Today, there's an uncomfortable truth in cybersecurity: It's often far easier for a threat actor to log in using existing authentication mechanisms than to hack in using exploits. For decades, cybersecurity strategies focused on hardening systems and networks to keep threat actors out. We've deployed firewalls, intrusion prevention systems, and endpoint security to detect and respond to external attacks. Yet, weaknesses in how to manage identities, accounts, and access – particularly at scale – have made credentials-based attacks the low-hanging fruit for threat actors and the new "malware" on the internet. We’ve all heard it repeatedly: Traditional network perimeters are gone. Hybrid environments, cloud-first initiatives, and distributed workforces have eroded the boundary between trusted internal resources and authenticated remote access. The force-multiplying threat here is in use of identities. Usernames, passwords, multi-factor authentication (MFA), tokens, assets, and entitlements are now both the attributes for building identity confidence and the access points to our most sensitive systems. Truthfully, identities are also poorly managed. Compromised credentials are involved in the vast majority of breaches, according to recent threats reports. Unlike exploiting a zero-day vulnerability, authenticating (logging in) with stolen credentials is not necessarily an indicator of compromise (IoC). If authentication succeeds and behavior seems normal, it probably won’t trigger any alerts. After all, it's what employees, contractors, and vendors do every day.

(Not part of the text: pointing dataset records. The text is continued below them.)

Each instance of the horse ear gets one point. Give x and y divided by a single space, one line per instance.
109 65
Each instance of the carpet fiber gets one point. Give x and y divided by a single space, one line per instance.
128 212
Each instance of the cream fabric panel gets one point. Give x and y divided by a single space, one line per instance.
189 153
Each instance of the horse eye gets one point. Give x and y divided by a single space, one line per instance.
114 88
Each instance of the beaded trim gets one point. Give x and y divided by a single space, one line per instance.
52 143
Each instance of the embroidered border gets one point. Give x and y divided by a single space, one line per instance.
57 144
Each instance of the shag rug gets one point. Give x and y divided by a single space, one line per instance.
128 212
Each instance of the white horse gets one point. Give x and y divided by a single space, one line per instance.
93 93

Most organizations still rely heavily on passwords for identity confidence, despite decades of evidence showing their vulnerabilities. Weak, reused, phished, or harvested credentials are readily available on the dark web. Tools like Mimikatz, Infostealers, or other keyloggers can easily exfiltrate credentials from keyboards, watering holes, and system memory. Human behavior exacerbates these challenges. Password fatigue drives the average user to reuse credentials across multiple personal and business accounts, exponentially increasing the attack surface. Additionally, MFA is not the cure-all we’d hoped for. MFA fatigue attack flood a system with login requests until it accidentally approves one. They are simple, yet effective, techniques to brute force access to an account. Likewise for adversary-in-the-middle (AiTM) phishing kits, which can bypass MFA entirely by intercepting tokens in real-time through compromised networks.

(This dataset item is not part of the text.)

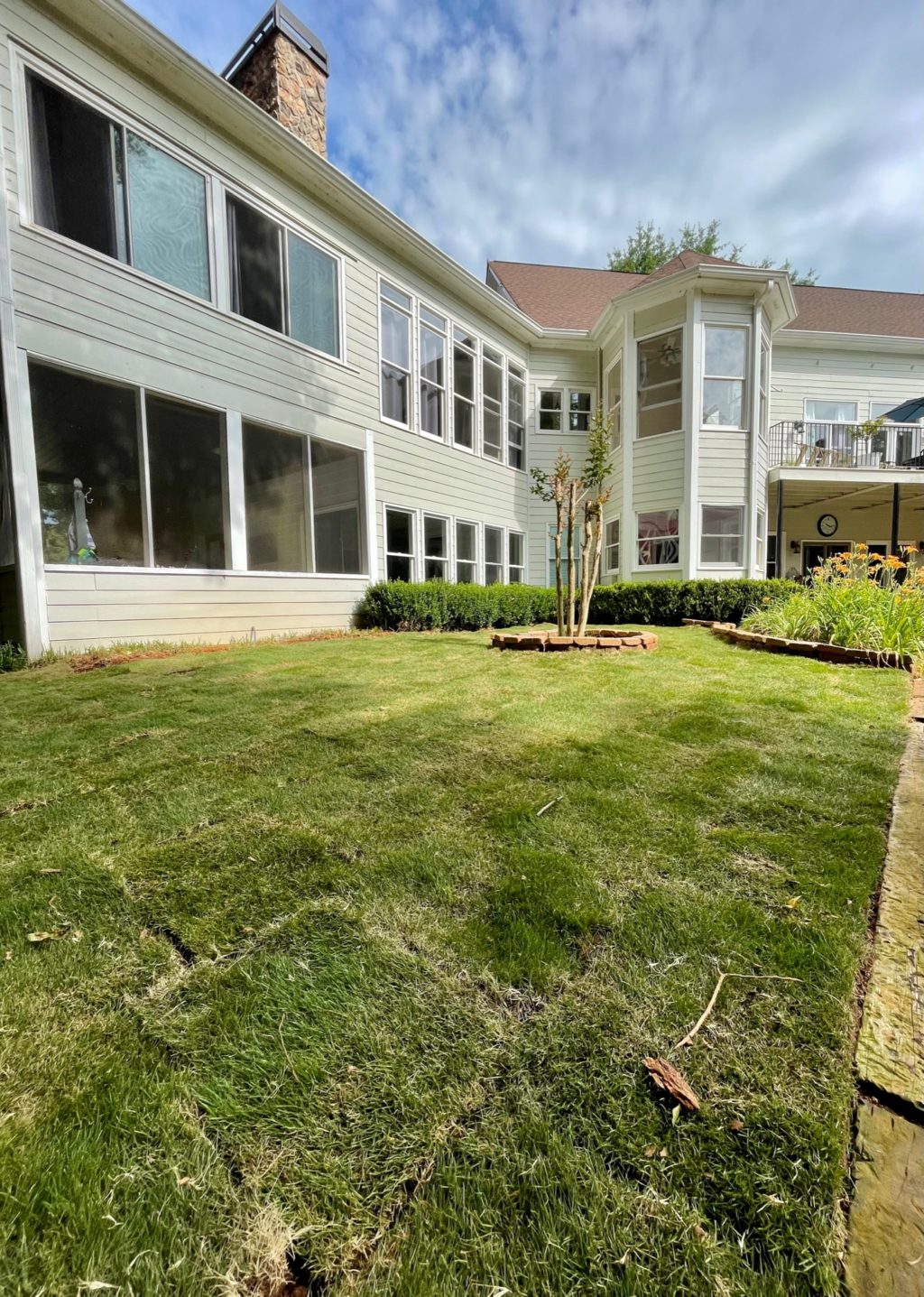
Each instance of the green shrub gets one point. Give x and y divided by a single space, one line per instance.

Cybersecurity teams must operate under the assumption that someone will eventually get in or is inside already, most likely by simply logging in inappropriately. This means scrutinizing every access step: Who is logging in? How confident are we in their identity? What are they allowed to access? Are we following the principles of least privilege? Is their activity normal for their job function or role? Is the device logging in trusted or untrusted? Is it healthy? Where and when is the access coming from? Are there geolocation anomalies, like impossible travel? Without answers to these questions, any organization is a prime target for a low effort, high-impact credential-based attack. Hacking in is noisy, difficult, costly, and time-consuming. Logging in with stolen credentials is stealthy, efficient, and alarmingly easy when identity management is weak. To stay ahead of the threat, we must secure identities as vigilantly as we once secured perimeters; because in today's world, almost every breach begins with a login.